La familia aún debe ser revalorizada dentro de la conciencia
católica contemporánea: aún quedan resabios de dualismo que hacen pensar que el
camino cristiano de la vocación a la familia es un “camino de segunda” hacia la
santidad cristiana.
Hoy recordamos en
la liturgia católica a la Sagrada Familia, lo cual nos recuerda que cuando Dios
quiso venir al mundo lo hizo de una manera familiar y “natural” (en la medida
que pueda aplicarse este adjetivo a la encarnación del Hijo de Dios): nace como
un niño en el seno de un matrimonio.
Pero esa decisión
divina no es casual: nace como hijo el que desde la eternidad es Hijo: su
filiación humana es reflejo y continuación de su filiación divina.
Y se hace nuestro
hermano para hacernos “sus hermanos” (cf. Mt 28,10; Jn 20,17), que es la
increíble condición que él nos regala con su Pascua: hijos de Dios, y hermanos
entre nosotros, constituyéndose Él mismo como “el Primogénito entre muchos
hermanos” (Rm 8,29).
Y, como elemento
central de esta dimensión familiar de la comunidad cristiana hay que señalar la
palabra esencial que Jesús utilizó de modo originalísimo para hablar con Dios y
para hablar de Dios: la palabra aramea Abbá, es decir, Papá.
Aquí está el fundamento
último de esta dimensión familiar de la comunidad cristiana, pues esta revelación
de Dios como Abbá remite profundamente
al mundo de la familia: la palabra surge de los primeros balbuceos de los niños
más pequeños cuando comienzan a hablar; y “es en la vida familiar de
cada día donde se le llama abbá al padre”.[1] Establecer
esta palabra para hablar con Dios y de Dios es una originalidad absoluta de
Jesús, pues “para la sensibilidad judía habría sido una falta de respeto, por
tanto algo inconcebible, dirigirse a Dios con un término tan familiar. El que
Jesús se atreviera a dar ese paso significa algo nuevo e inaudito. El habló con
Dios como un hijo con su padre, con la misma sencillez, el mismo cariño, la
misma seguridad. Cuando Jesús llama a Dios Abbá nos revela
cuál es el corazón de su relación con él”.[2]

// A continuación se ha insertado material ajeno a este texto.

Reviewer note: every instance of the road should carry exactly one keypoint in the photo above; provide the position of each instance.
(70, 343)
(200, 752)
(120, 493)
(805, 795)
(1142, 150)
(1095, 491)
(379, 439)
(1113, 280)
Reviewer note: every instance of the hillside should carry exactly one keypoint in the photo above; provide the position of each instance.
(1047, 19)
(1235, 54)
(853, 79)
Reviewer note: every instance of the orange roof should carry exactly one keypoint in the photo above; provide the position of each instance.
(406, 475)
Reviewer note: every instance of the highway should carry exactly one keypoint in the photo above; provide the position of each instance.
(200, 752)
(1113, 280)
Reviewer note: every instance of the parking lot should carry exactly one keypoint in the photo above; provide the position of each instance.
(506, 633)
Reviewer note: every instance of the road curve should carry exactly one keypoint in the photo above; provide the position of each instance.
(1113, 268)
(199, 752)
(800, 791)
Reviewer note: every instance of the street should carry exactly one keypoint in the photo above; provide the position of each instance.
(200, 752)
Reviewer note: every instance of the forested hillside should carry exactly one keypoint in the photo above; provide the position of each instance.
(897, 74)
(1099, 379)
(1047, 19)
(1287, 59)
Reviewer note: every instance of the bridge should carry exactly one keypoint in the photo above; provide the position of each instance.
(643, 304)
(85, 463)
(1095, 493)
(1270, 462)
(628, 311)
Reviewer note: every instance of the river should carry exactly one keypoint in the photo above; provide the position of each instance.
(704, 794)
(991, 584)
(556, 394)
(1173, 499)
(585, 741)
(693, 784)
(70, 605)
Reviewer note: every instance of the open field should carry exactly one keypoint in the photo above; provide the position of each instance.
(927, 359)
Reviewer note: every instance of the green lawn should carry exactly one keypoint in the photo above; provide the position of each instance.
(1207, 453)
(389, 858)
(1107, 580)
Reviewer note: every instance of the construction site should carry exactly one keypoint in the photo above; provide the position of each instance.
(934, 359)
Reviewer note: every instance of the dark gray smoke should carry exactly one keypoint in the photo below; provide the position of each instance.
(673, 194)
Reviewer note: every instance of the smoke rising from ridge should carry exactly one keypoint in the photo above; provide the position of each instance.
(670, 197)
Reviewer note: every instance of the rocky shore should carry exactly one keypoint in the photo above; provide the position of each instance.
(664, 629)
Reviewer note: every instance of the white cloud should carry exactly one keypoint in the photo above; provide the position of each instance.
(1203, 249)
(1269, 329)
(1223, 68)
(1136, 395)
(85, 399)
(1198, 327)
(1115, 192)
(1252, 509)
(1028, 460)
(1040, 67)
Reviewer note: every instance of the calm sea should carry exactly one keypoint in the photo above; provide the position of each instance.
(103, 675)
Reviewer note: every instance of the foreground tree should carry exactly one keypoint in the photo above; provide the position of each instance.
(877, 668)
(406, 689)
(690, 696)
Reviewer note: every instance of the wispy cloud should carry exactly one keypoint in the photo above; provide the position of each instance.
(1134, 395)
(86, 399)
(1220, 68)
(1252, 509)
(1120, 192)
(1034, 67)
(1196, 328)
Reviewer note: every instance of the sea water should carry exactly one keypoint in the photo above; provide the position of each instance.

Por eso Jesús nos propone una comunidad en que la fraternidad es el elemento
esencial: "Todos ustedes son hermanos" (Mt 23,8), y en la cual el don
de sí mismo a los demás es la clave de la comunión (Mt 20, 25-28; 23, 11; Jn
13, 1-17).
Durante su vida
pública, Jesús caracteriza también a la comunidad cristiana que lo rodea con
los vínculos familiares: Jesús “extendiendo
su mano hacia sus discípulos, dijo: «Estos son mi madre y mis hermanos. Pues
todo el que cumpla la voluntad de mi Padre de los cielos, ése es mi hermano, mi
hermana y mi madre.»” (Mt 12 49s).
En la Última Cena –que
es una cena familiar‒ Jesús ocupa el lugar del padre de familia, que es quien
preside la cena pascual.
Y al pie de la Cruz
nos da por madre nuestra a su propia Madre (cf. Jn 19, 25-27).
Hoy también los católicos
latinos debemos recordar ‒como indiqué en el artículo anterior de este blog‒ que
en los primeros siglos cristianos las
reuniones cristianas se hacían en las casas de familia, y no existía el
celibato obligatorio para los ministros de la Iglesia, lo cual reforzaba el
clima hogareño y la presencia femenina: los mismos sacerdotes de la Iglesia
eran casados y padres de hijos e hijas.
El valor de la
familia cristiana a la que nos ha impulsado el Concilio Vaticano II recuperando
el maravilloso título de “iglesia doméstica” (LG 11) debería también ayudarnos
a recuperar nosotros la doble relación de la comunidad cristiana y la familia:
la familia cristiana es “iglesia doméstica” y la Iglesia es la familia de Dios.
Pues si Dios es Papá,
Jesús es Hijo y el Espíritu es Comunión, entonces la dimensión familiar de la
Iglesia se fundamenta en la mismísima Trinidad divina.